Por Daniel Brazil - 13/08/2016

Na década de 90, o genial Itamar Assumpção resolveu montar uma banda só de mulheres, Orquídeas do Brasil. Gravou 3 LPs (depois transformados em 2 CDs) , com momentos antológicos. Nos shows, alternava vocais com algumas integrantes. Entre ela, Miriam Maria.
O resultado foi tão bom que Itamar repetiu a dose no disco seguinte, dedicado a Ataulfo Alves. Miriam Maria dividiu a faixa Errei, Sim fazendo a plateia se deliciar com sua dramática interpretação, em contraponto com o irônico Itamar. (Confira aqui: https://www.youtube.com/watch?v=GzCPW4vpfhI)v)


Depois de cantar com gente como Arrigo Barnabé, Zeca Baleiro e Mestre Ambrósio, Miriam lançou seu primeiro trabalho solo em 2001, Rosa Fervida em Mel, com boa recepção da crítica. Continuou apresentando-se nos palcos paulistas, e ampliou o leque de participações em shows de Naná Vasconcelos, Jards Macalé, Chico César, Marilia Pera e mais uma vasta lista.


Em 2008 lançou um trabalho com letras inéditas de Itamar Assumpção, musicadas por Sérgio Molina. E em 2016 retomou a trilha de Rosa Fervida em Mel, com faixas que mesclam ritmos brasileiros com experimentações percussivas e timbres de delicada extração.
Rama (Por do Som, 2016) é um belo conjunto de canções contemporâneas, entranhadas por ressonâncias ancestrais. As composições de Chico César, Tata Fernandes, Zeca Baleiro, Mauricio Pereira, Skowa, Arnaldo Antunes, Paulo Leminski e (claro) Itamar Assumpção, formam um conjunto coeso, unificado pela voz macia e expressiva de Miriam Maria.

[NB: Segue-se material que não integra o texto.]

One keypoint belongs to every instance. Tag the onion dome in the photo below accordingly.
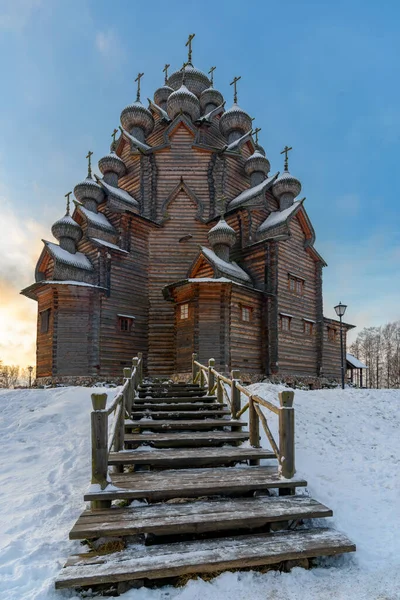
(112, 163)
(222, 234)
(234, 120)
(257, 163)
(183, 100)
(66, 227)
(89, 189)
(137, 115)
(210, 96)
(162, 94)
(195, 80)
(286, 184)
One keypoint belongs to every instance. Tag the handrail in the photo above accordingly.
(285, 452)
(106, 439)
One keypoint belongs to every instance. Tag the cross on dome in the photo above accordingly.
(285, 152)
(189, 46)
(138, 78)
(234, 82)
(89, 157)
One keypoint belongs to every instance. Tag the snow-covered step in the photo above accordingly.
(201, 556)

Há vestígios de maracatus, de toadas de boi, de samba-choro, de pontos de terreiro, mesclados de forma competente com guitarras, teclados e percussão eletrônica. A cantora soube se cercar de grandes músicos, que se alternam a cada canção. Chico César, além de compor três faixas, toca e divide os vocais da faixa de abertura (Bauhaus), que conta também com Tião Carvalho. Danilo Moraes toca violão de 6 e violão-tenor em vários momentos. E tem Kleber Albuquerque, autor da bela Espera, os acordeons de Marcelo Jeneci e Gabriel Levy, a guitarra distorcida de André Abujamra, as cordas de Tuco Marcondes, os teclados de Sacha Amback, o baixo de Mintcho Garramone e a percussão de Simone Sou, também produtora do disco, entre outros.
Gravado aos poucos, entre os anos de 2003 e 2012, é espantoso como Rama tem coerência e unidade. Mais um dos méritos de Miriam Maria, que costura cada canção com paciência e carinho, unificando a tapeçaria sonora com sua interpretação segura e límpida.

Um dos grandes lançamentos do ano, que confirma a maturidade musical desta cantora que merece ser mais conhecida em todo o Brasil.